So I work and I read. I am not a hot-off-the-presses book reader. I tend to read things as they make their way to me. Recommendations trickle in or people even send me their favorites or my dashing husband leaves something on my night stand. As always, my barometer for listing something here is simple – these are the books that made me stay up late and wake up early:
The Keep by Jennifer Egan, which I just finished and made me want to write this post. Um, crazy good. The kind of amazing writing that can simultaneously inspire one to write and make one wonder why they should even bother.
Drop City by T.C. Boyle about a hippie commune that moves to Alaska. I kept waiting for everyone to die or something tragic to happen. The number of times I was practically holding my breath in fear of what the next page would reveal was stunning.
Freddy and Fredericka by Mark Helprin was a nice, long page turner whose absurdity tickled me to no end. I mean, the Prince and Princess of Wales need to “conquer” America – anonymously and without resources – to take the throne? Sign me up!
Something to Tell You: A Novel by Hanif Kureishi is about psychiatry, London, love, sibling-ness, Pakistan, parenthood, strip clubs….
The Lightning Thief by Rick Riordan is a kids/young adult book I read out loud to my son. Its conceit is that the Greek gods are alive and well and Mount Olympus hovers at the top of the Empire State Building because the gods simply move to the center of Western Civilization (capital W, capital C) as it changes. There are demigods and heroes and monsters and all kinds of insanity. We’re onto the second book now and I’m trying not to do what I did with the first one, which was to stay up very late one night reading ahead because I just couldn’t wait to see what was going to happen.

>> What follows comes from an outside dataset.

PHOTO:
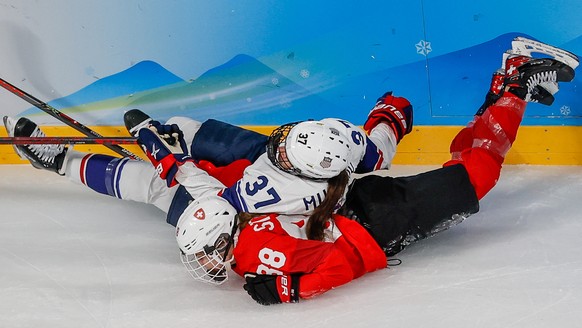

I loved The History of Love by Nicole Krauss so much that I’m scared to read Great House: A Novel – What if it’s not as good? What if I’m disappointed? How will I go on? It gets moved between my night stand and my study, with brief visits to the living room coffee table, taunting me, tempting me.
“The Pube Is Dead, Long Live the Pube” by Jess Vacek in issue #3 of Death magazine. Hands down it is the smartest, funniest, saddest thing I have ever read about pubic hair. Seriously. May your spring be “wild and rangy and strong.”